Pourtant, cette évolution a de temps à autre été mal ressentie par les nostalgiques de la pensée simple qui ne peuvent trouver de repères que dans un univers où le bien et le mal, l’acceptable et l’inacceptable, le faisable et l’infaisable sont fixés dans des limites tracées au cordeau. Dans ce mode de pensée, tout ce qui est mauvais serait conduit à être finalement traité par l’élimination.
Tant que tout va suffisamment bien, les joutes entre ces tendances alimentent les chamailleries, orientent les choix partisans, débouchent sur des orientations politiques qui ont valu des alternances répétées autour d’une médiane sans donner lieu à des évolutions vraiment dramatiques.
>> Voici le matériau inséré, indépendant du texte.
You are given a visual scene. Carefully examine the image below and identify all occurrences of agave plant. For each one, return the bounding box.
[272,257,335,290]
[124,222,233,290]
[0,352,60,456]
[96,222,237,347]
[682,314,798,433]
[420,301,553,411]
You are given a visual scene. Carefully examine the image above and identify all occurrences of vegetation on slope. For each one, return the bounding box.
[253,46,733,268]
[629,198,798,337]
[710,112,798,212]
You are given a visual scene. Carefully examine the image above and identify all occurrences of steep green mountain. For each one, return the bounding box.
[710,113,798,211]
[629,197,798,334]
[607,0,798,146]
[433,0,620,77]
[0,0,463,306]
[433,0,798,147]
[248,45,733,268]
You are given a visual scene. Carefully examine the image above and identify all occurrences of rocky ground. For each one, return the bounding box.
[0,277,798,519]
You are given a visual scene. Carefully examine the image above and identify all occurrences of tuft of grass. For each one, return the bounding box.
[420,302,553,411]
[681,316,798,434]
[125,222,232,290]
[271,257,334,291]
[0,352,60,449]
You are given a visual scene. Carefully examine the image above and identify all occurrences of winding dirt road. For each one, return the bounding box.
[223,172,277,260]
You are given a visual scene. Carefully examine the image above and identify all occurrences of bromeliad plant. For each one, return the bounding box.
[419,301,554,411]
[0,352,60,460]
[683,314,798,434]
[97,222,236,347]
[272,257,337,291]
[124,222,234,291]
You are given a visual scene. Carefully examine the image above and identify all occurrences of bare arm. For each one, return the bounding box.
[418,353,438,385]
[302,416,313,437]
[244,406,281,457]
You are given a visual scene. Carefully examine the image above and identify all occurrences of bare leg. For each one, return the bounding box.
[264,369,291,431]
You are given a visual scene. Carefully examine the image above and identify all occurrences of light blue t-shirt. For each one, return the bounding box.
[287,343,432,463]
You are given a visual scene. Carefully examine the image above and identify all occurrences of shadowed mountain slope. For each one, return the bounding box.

Les gens semblaient avoir oublié malgré les leçons du passé, que l’humain était toujours capable de l’impensable.
Il en va autrement quand le ressenti d’identité s’en mêle, quand l’équité des situations économiques est gravement altérée, quand le sentiment d’impuissance désespère les citoyens qui ne comprennent plus le fonctionnement des institutions. C’est ce qui se produit en cas de crise.
Et actuellement, la crise est double : elle concerne une évolution sans précédent de la relation au travail, à l’utilité sociale et à sa rémunération, et elle concerne une recomposition de l’environnement social, de son arrière-plan culturel, de ses valeurs philosophiques et religieuses.
Elle est aggravée par la prise de conscience du réchauffement climatique, alors que les remèdes évoqués pour y faire face - autant que faire se peut - sont ressentis comme amenant une aggravation de l’inconfort, de l’insécurité économique et des injustices.
La conséquence rapide de cette situation est l’incertitude qui fait naître la peur, une peur savamment exploitée par ceux qui, par le biais de la communication, espèrent peigner les difficultés dans un sens qui leur est favorable.
Cette évolution se dessine non seulement dans notre giron national, mais sur le plan mondial où des contextes divers aboutissent à des phénomènes du même ordre. Et cela lui donne un tour plus angoissant encore.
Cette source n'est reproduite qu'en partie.